For instance, this system enables users to telecommunicate through hand grasp while talking. Through force sensors on the phone’s sides the grasp’s intensity can be sensed, and is then reproduced by the loop around the other user’s hand. The system also allows for drop prevention through software-controlled adhesiveness. For instance, the phone can be affixed to the user’s hand while engaging in bodily activities, while making privacy-critical actions, or while playing a game that requires movements of the phone.
Wetness
The ‘crying phone’ is an investigation into moisture as a means of interaction in mobile phones. It is equipped with a semipermeable membrane and a motorized sponge that can be pressed against the membrane.

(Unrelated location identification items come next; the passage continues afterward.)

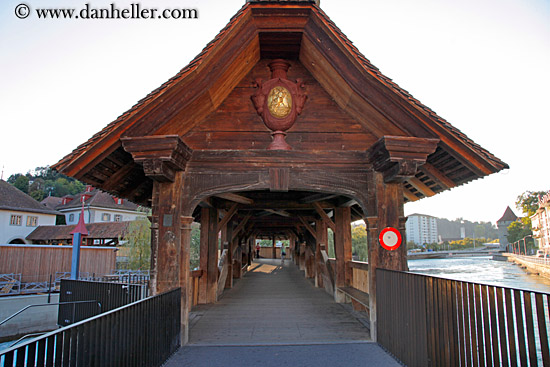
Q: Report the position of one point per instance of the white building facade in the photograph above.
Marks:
(98, 207)
(540, 222)
(422, 229)
(20, 214)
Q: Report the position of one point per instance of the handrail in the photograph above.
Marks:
(223, 269)
(24, 337)
(146, 333)
(47, 304)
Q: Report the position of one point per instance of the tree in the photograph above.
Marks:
(518, 230)
(139, 244)
(528, 202)
(22, 183)
(359, 242)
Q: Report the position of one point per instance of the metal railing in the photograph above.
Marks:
(143, 333)
(429, 321)
(109, 295)
(532, 259)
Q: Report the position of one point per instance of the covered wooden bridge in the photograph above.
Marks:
(279, 128)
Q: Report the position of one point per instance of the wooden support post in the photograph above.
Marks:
(322, 239)
(394, 159)
(166, 242)
(209, 256)
(227, 234)
(184, 278)
(385, 209)
(237, 271)
(342, 248)
(302, 256)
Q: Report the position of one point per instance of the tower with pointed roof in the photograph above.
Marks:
(502, 224)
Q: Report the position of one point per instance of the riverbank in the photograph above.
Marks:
(482, 270)
(33, 320)
(527, 262)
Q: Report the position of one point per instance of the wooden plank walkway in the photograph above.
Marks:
(275, 311)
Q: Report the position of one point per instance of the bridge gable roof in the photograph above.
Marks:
(312, 39)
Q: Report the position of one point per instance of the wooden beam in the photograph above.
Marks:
(324, 216)
(240, 226)
(420, 186)
(113, 182)
(409, 195)
(308, 227)
(206, 203)
(437, 176)
(317, 197)
(227, 217)
(236, 198)
(282, 213)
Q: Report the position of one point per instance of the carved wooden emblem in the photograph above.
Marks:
(279, 101)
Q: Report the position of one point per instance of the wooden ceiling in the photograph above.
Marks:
(294, 31)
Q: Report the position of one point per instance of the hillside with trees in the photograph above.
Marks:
(43, 181)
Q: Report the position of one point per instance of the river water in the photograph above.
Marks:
(483, 270)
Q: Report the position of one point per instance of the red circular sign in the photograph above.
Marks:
(390, 238)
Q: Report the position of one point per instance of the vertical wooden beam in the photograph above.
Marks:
(168, 242)
(384, 209)
(342, 248)
(184, 278)
(237, 270)
(154, 237)
(227, 234)
(212, 259)
(322, 240)
(203, 282)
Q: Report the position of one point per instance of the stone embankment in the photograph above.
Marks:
(532, 264)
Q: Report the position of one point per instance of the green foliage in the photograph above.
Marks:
(22, 183)
(139, 244)
(518, 230)
(330, 246)
(359, 242)
(43, 181)
(528, 202)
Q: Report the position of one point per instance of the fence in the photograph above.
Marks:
(108, 295)
(36, 262)
(143, 333)
(429, 321)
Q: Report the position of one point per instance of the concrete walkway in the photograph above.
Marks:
(274, 314)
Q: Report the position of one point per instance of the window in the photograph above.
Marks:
(15, 220)
(32, 221)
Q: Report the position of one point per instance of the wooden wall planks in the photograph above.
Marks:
(323, 125)
(36, 263)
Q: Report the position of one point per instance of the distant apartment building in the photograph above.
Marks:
(422, 229)
(540, 222)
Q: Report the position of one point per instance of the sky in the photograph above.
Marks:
(483, 65)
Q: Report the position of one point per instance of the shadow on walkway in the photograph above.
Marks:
(275, 315)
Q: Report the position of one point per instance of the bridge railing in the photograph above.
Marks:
(143, 333)
(429, 321)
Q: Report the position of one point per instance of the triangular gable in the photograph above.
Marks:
(254, 33)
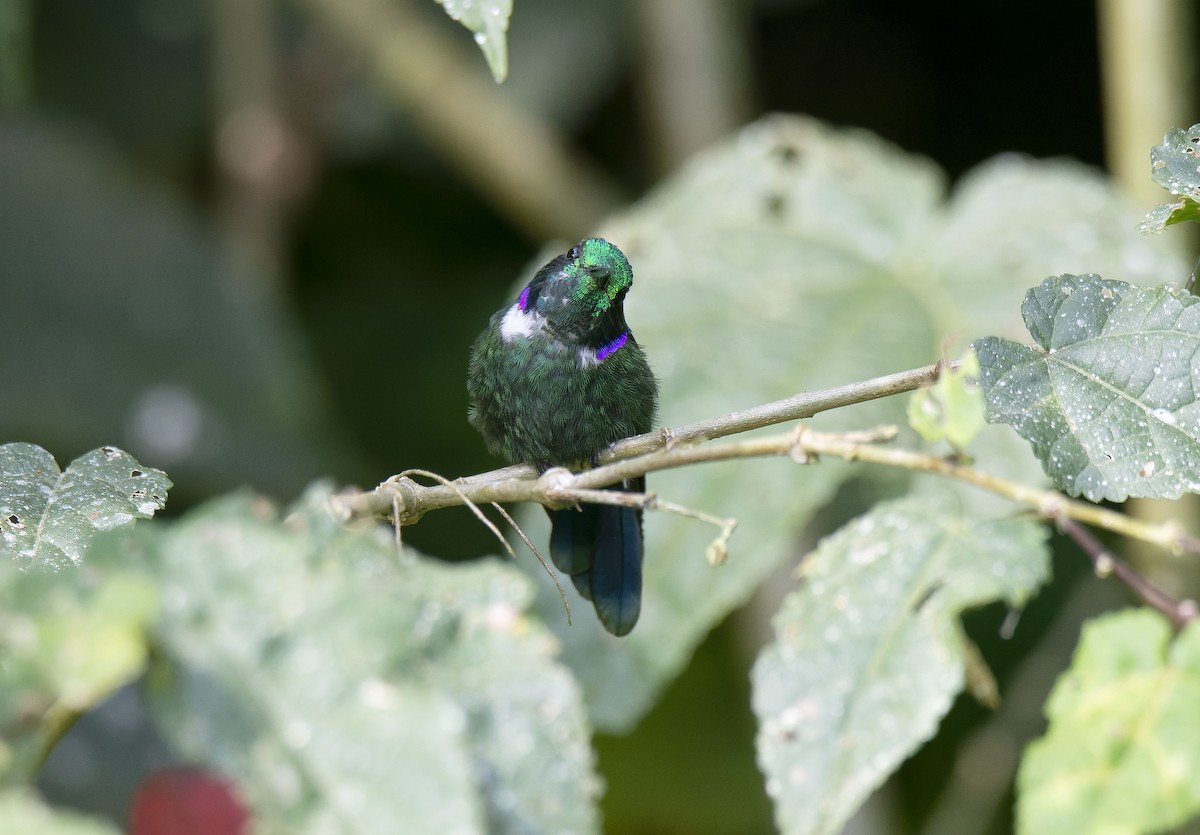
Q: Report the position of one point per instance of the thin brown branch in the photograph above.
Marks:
(1105, 564)
(537, 553)
(520, 482)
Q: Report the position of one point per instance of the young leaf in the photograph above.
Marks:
(67, 640)
(1108, 397)
(1122, 750)
(490, 22)
(346, 686)
(869, 653)
(1174, 166)
(48, 517)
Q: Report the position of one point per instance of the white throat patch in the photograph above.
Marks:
(521, 323)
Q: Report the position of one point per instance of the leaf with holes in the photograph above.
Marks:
(48, 517)
(1122, 750)
(345, 686)
(869, 653)
(1108, 396)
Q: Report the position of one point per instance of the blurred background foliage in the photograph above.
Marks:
(285, 223)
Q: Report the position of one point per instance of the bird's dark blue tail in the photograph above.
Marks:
(600, 546)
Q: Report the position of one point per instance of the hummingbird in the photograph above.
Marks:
(555, 378)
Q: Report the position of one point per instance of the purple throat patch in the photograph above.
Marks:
(607, 350)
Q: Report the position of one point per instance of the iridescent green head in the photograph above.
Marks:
(582, 292)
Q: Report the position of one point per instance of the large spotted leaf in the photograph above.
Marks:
(1108, 395)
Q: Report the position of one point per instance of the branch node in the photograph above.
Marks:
(555, 486)
(401, 493)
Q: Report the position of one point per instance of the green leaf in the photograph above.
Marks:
(347, 686)
(951, 409)
(67, 640)
(1174, 167)
(1108, 397)
(798, 257)
(869, 653)
(121, 287)
(23, 814)
(48, 517)
(490, 22)
(1122, 751)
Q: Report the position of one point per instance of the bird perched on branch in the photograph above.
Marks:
(555, 378)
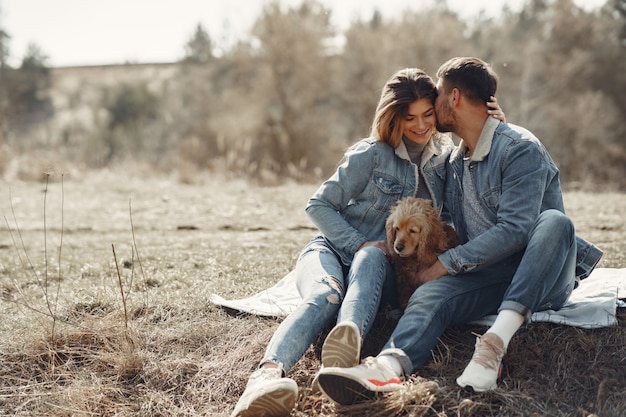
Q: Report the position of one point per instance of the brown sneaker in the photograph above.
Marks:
(483, 371)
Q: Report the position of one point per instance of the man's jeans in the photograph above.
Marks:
(540, 278)
(328, 290)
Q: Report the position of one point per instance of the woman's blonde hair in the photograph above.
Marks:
(402, 89)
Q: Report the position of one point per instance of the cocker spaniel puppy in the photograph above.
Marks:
(416, 235)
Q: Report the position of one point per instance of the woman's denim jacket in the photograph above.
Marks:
(352, 206)
(515, 180)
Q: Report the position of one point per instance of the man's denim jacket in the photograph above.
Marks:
(515, 180)
(352, 206)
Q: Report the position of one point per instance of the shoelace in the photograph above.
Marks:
(487, 354)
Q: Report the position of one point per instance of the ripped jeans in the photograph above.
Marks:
(330, 291)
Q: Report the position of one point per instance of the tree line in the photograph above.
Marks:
(287, 100)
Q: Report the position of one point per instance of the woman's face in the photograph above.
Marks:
(419, 124)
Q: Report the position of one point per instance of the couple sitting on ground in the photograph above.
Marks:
(499, 189)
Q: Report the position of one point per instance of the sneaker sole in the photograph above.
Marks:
(277, 403)
(344, 391)
(342, 347)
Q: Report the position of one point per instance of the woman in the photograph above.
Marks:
(341, 272)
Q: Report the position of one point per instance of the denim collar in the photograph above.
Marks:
(484, 141)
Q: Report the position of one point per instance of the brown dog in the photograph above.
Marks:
(416, 235)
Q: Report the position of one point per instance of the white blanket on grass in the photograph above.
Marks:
(592, 304)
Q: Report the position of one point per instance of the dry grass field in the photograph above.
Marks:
(104, 311)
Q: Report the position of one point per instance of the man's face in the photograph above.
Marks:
(446, 120)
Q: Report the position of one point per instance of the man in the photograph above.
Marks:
(520, 253)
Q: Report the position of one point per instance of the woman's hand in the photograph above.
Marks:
(494, 110)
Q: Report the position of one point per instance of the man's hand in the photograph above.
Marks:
(433, 272)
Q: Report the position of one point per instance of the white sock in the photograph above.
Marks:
(506, 325)
(392, 362)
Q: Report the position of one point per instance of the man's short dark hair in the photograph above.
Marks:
(472, 76)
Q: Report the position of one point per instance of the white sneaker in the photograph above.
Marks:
(347, 386)
(483, 371)
(267, 394)
(342, 347)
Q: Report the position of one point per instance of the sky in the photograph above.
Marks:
(94, 32)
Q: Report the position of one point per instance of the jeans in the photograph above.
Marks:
(329, 289)
(539, 278)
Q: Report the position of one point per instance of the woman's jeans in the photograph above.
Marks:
(329, 289)
(540, 278)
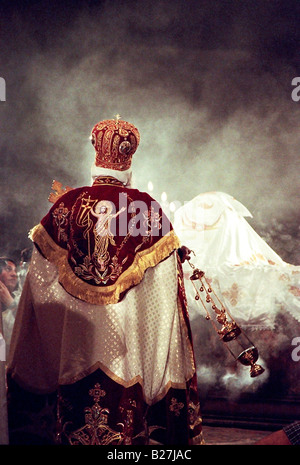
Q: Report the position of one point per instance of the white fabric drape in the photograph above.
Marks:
(59, 339)
(252, 280)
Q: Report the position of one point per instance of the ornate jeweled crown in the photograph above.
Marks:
(115, 142)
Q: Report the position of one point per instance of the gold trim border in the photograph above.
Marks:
(95, 294)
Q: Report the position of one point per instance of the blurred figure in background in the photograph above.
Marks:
(8, 308)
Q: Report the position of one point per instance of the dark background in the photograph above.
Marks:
(208, 84)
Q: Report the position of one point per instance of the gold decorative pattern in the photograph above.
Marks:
(109, 294)
(96, 430)
(58, 191)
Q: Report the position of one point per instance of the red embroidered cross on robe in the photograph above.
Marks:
(102, 335)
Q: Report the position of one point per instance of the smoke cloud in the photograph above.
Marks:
(208, 84)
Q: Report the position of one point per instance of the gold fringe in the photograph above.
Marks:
(96, 294)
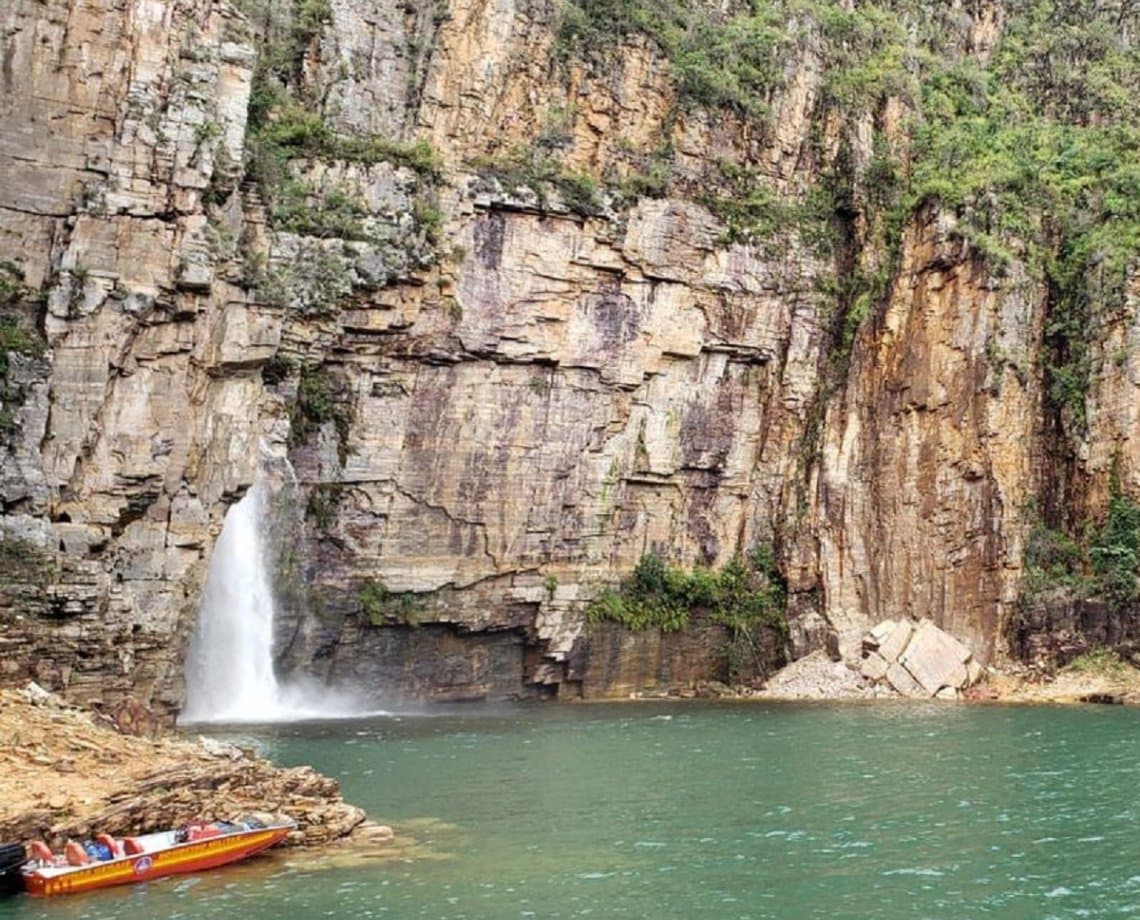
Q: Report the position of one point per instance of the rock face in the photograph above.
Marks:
(66, 775)
(482, 385)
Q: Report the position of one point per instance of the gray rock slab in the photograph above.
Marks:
(874, 666)
(896, 641)
(935, 658)
(902, 681)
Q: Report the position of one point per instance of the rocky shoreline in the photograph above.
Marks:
(68, 773)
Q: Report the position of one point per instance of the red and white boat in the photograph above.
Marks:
(106, 861)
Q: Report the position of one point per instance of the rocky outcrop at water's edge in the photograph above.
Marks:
(65, 773)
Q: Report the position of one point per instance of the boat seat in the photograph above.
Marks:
(112, 844)
(75, 854)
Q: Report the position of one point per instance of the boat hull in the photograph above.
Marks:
(194, 856)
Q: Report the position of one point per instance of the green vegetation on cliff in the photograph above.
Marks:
(1102, 562)
(744, 594)
(1033, 145)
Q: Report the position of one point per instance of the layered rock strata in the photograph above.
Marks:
(479, 396)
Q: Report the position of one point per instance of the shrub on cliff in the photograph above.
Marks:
(744, 595)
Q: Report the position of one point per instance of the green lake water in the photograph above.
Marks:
(694, 811)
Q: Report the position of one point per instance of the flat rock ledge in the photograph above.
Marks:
(67, 773)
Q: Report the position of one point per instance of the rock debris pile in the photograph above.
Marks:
(64, 773)
(918, 660)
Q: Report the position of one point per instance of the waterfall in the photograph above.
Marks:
(229, 675)
(229, 669)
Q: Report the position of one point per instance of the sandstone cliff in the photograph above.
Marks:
(501, 299)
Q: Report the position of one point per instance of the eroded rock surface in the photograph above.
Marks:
(918, 659)
(67, 773)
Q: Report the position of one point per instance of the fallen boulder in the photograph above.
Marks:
(918, 660)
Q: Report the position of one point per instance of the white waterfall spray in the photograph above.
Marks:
(229, 675)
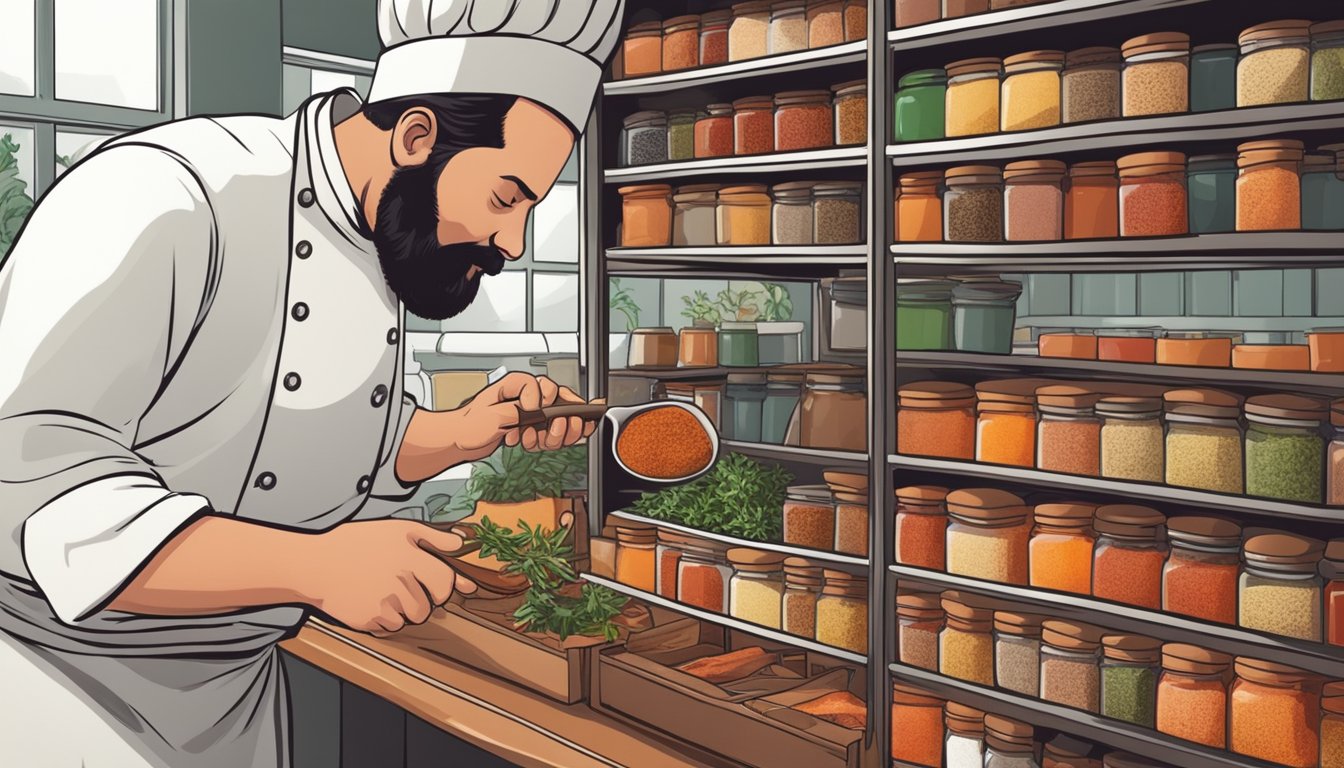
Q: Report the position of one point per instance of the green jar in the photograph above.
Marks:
(919, 105)
(924, 314)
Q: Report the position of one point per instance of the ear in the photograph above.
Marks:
(414, 136)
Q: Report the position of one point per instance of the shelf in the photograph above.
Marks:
(729, 622)
(1164, 495)
(809, 160)
(1324, 659)
(1086, 725)
(829, 557)
(1125, 136)
(797, 61)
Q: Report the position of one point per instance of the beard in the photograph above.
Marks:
(429, 279)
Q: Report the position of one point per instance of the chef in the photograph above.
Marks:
(202, 423)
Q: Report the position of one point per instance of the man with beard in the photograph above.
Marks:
(200, 363)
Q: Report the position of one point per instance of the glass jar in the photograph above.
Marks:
(1062, 548)
(922, 526)
(1152, 194)
(965, 646)
(753, 123)
(1034, 199)
(714, 132)
(1285, 447)
(803, 120)
(1156, 75)
(1211, 184)
(1031, 90)
(1070, 673)
(1069, 436)
(1276, 713)
(1092, 206)
(1276, 63)
(1212, 77)
(1204, 440)
(743, 217)
(1280, 589)
(983, 315)
(756, 591)
(1129, 556)
(1199, 579)
(987, 535)
(972, 104)
(1269, 183)
(1129, 669)
(1092, 85)
(1192, 694)
(936, 418)
(645, 215)
(1132, 439)
(1018, 653)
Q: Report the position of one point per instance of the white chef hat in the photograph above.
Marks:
(550, 51)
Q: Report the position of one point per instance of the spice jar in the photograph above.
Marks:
(1199, 579)
(803, 120)
(1156, 75)
(987, 535)
(1018, 651)
(1269, 186)
(714, 135)
(1069, 666)
(645, 215)
(1031, 90)
(919, 207)
(1212, 77)
(965, 646)
(1130, 553)
(1276, 63)
(743, 217)
(921, 526)
(1192, 694)
(1092, 206)
(1092, 85)
(1152, 194)
(1129, 669)
(1203, 439)
(1211, 183)
(921, 105)
(936, 418)
(1069, 437)
(757, 587)
(635, 556)
(972, 106)
(1034, 199)
(1132, 439)
(1062, 546)
(843, 612)
(1276, 713)
(1280, 587)
(703, 574)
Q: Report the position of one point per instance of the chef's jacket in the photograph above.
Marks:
(192, 320)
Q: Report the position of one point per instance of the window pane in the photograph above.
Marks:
(108, 53)
(16, 34)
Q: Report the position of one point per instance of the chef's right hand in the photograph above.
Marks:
(375, 576)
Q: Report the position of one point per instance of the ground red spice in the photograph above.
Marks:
(664, 443)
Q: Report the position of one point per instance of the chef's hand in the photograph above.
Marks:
(375, 576)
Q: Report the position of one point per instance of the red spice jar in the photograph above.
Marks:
(937, 418)
(1130, 553)
(803, 120)
(922, 526)
(1199, 579)
(1152, 194)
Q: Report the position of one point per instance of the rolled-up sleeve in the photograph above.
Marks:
(97, 301)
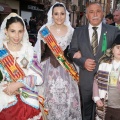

The sponge is connected to a nearby water pump, and a moisture sensor on the phone’s front side serves as the corresponding input. The system allows for the usage of liquids as an interactive means, and also can telecommunicate a kiss over a distance.
Airflow
This prototype – the ‘whispering phone’ – is equipped with a set of air jets, allowing for a different types of air stream output. The jets allow for the reproduction of the caller’s nostril airstreams and for the air involved in speech (including guttural and plosive sounds).
The air jet can also be used as a system for tactile feedback, to reject the user’s finger (e.g. when performing a critical action, such as deleting a file or contact) or to attract the user’s finger (e.g. as a guide towards an action that is recommended, such as confirming a default setting).
Combined with the phone’s microphone, to serve as a distance sensor for the user’s finger with active haptic feedback.